Information technology has officially become a mature profession. It now has good old days.
There is a growing sense that as IT has become institutionalized and, through the chief information officer, positively boardroom and bottom-line, much of the innovation has been driven out of the calling. So say the champions of the "good old days", the past decade or so has turned IT into a systematic compliance-and-enablement engine, given little time, budget, or purview to do anything except maintain existing systems, introduce the bare minimum of new technology, and focus largely on certification and compliance issues, be it the ISO flavor of the month, Y2K, or Sarbanes-Oxley.
Meanwhile, in our little CRM neck of the woods, it seemed for a while that it was all anybody and everybody could do to encourage companies to keep IT as far away from CRM as possible. Not only the third-party integrators, who of course had their own agenda, but vendors and analysts as well were quick to point out how IT couldn't, wouldn't, and shouldn't understand the nuances and business agendas connected with a serious CRM project and were best left—at best—in the maintenance and plumbing.
Now, however—perhaps because companies are understanding the wisdom of the old "give a man a fish versus teaching him to fish" parable—IT is being spoken of more often as an integrator and CRM consultancy of first resort. Although I certainly sympathize with the number of compliance challenges facing IT, becoming a diversified and trusted consultant is a wise move for the CIO's office.
It's no secret that the nuts and bolts of information technology are becoming extremely commoditized, with outsourcers both down the street and a hemisphere away clamoring to take over the drudgery of the data center. Becoming not only the keepers of the root password but the spreadhead of better business process will help "save" the concept of internal IT by transforming it—or, if you believe in the "good old days", restoring it.
The groundwork for such a system is already in place. Many successful IT organizations already employ a chargeback system for funding their operations, billing business unit clients at a competitive rate for essential services. Branching out to chargeback not only fee-for-service operations but also projects with real business ROI attached would be a logical, and welcome, extension of the model. Alternately, CRM projects could be structured to share the credit for associated gains (such as improved loyalty or cross-sell rates) between the business unit and the IT department, advancing the overall business goals while building equity for the CIO's team.

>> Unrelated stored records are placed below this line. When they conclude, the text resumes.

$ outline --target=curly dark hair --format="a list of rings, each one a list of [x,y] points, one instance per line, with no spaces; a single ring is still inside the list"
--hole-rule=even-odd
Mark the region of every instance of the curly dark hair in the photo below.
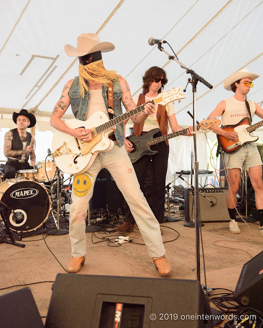
[[[158,93],[160,93],[164,86],[168,82],[168,80],[166,77],[166,73],[165,71],[158,66],[153,66],[151,67],[148,70],[144,73],[144,76],[142,77],[142,81],[143,85],[142,86],[143,93],[146,94],[149,91],[149,87],[156,79],[163,78],[164,80],[163,83],[162,84],[162,86],[158,90]]]
[[[231,88],[232,91],[234,93],[236,92],[236,86],[235,84],[239,83],[240,81],[241,81],[241,78],[240,78],[239,80],[237,80],[237,81],[234,82],[234,83],[232,83],[232,85],[230,86],[230,88]]]

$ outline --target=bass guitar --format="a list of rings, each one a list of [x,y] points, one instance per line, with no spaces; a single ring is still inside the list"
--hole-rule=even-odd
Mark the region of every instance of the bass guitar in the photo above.
[[[184,98],[181,87],[160,93],[158,98],[150,101],[155,105],[165,105],[168,102]],[[65,132],[56,130],[52,141],[52,157],[59,169],[70,175],[80,174],[91,166],[100,152],[108,152],[114,146],[108,136],[122,123],[144,110],[145,104],[128,111],[113,119],[109,120],[103,112],[96,112],[86,121],[72,119],[65,122],[71,129],[84,128],[91,130],[92,139],[83,141]]]
[[[199,129],[206,130],[213,125],[218,126],[220,124],[221,121],[220,119],[217,118],[210,119],[201,121],[198,127]],[[153,129],[142,135],[138,136],[130,135],[127,137],[127,139],[133,144],[133,148],[134,148],[132,152],[128,153],[131,162],[135,163],[145,155],[149,155],[150,156],[154,155],[156,152],[151,150],[151,146],[157,145],[159,142],[178,137],[179,135],[186,134],[187,130],[187,129],[184,129],[176,132],[155,138],[155,134],[159,132],[160,130],[159,129]]]
[[[250,125],[251,120],[249,117],[245,117],[236,125],[226,125],[221,127],[225,131],[228,132],[236,132],[238,140],[233,141],[227,139],[222,135],[217,134],[217,140],[222,149],[227,154],[233,154],[239,149],[242,145],[256,141],[258,137],[250,134],[256,129],[263,126],[263,121]]]

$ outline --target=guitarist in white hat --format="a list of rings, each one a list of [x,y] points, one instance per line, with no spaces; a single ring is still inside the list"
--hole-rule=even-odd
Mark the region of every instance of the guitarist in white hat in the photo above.
[[[50,124],[57,130],[73,136],[79,140],[89,141],[90,130],[84,128],[70,129],[61,119],[71,105],[76,118],[88,119],[96,111],[104,112],[113,117],[122,114],[121,101],[127,111],[136,107],[126,80],[114,71],[106,70],[102,60],[102,52],[111,51],[115,46],[109,42],[100,42],[93,33],[84,33],[78,37],[77,48],[65,46],[66,53],[78,57],[79,76],[68,81],[60,99],[55,106]],[[107,94],[108,96],[107,96]],[[109,104],[113,98],[113,105]],[[133,117],[135,123],[143,122],[153,111],[154,105],[147,104],[141,113]],[[77,175],[72,183],[69,217],[69,237],[71,243],[71,260],[68,272],[79,271],[83,265],[86,254],[85,219],[96,177],[102,168],[107,169],[128,203],[148,249],[150,256],[161,275],[172,272],[164,257],[160,226],[140,189],[136,175],[124,147],[123,124],[117,126],[109,137],[114,147],[108,152],[100,153],[87,172]]]
[[[254,86],[252,81],[259,76],[257,74],[250,73],[246,69],[243,69],[227,77],[224,82],[224,88],[227,90],[232,91],[235,94],[233,97],[220,101],[209,117],[221,117],[223,128],[213,126],[211,130],[218,135],[219,144],[225,152],[224,163],[228,170],[229,184],[227,202],[230,216],[230,232],[240,233],[236,221],[235,208],[241,170],[243,170],[247,171],[255,191],[260,231],[263,236],[262,161],[255,142],[247,142],[246,135],[243,136],[244,134],[241,134],[242,125],[246,127],[248,125],[249,128],[251,118],[254,114],[263,118],[263,110],[257,104],[246,99],[246,95]],[[240,129],[240,132],[237,133],[234,130],[234,128],[236,130]]]

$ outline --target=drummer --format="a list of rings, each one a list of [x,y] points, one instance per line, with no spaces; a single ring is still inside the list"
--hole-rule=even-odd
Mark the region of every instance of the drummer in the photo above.
[[[5,135],[4,153],[7,157],[4,167],[5,179],[15,178],[15,173],[20,170],[33,169],[35,162],[34,136],[31,142],[32,135],[27,131],[28,128],[35,125],[35,116],[26,109],[22,109],[19,113],[13,113],[13,120],[17,127]]]

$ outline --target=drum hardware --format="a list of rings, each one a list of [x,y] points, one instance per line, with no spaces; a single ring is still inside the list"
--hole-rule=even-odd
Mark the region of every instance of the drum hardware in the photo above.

Just about everybody wins using this model. The company builds mastery of its own business improvement processes and keeps much of the heavy lifting internal. Dedicated CRM consultancies may still be needed to help with vision and some of the finer points of operation and implementation. IT organizations get to focus on more challenging and valuable tasks, and outsourcers get their piece of the server maintenance pie. It works very well—on the screen, in any case. Rather than let themselves become marginalized into oblivion, I suggest that IT professionals with an eye towards making meaningful business improvements give this plan serious consideration.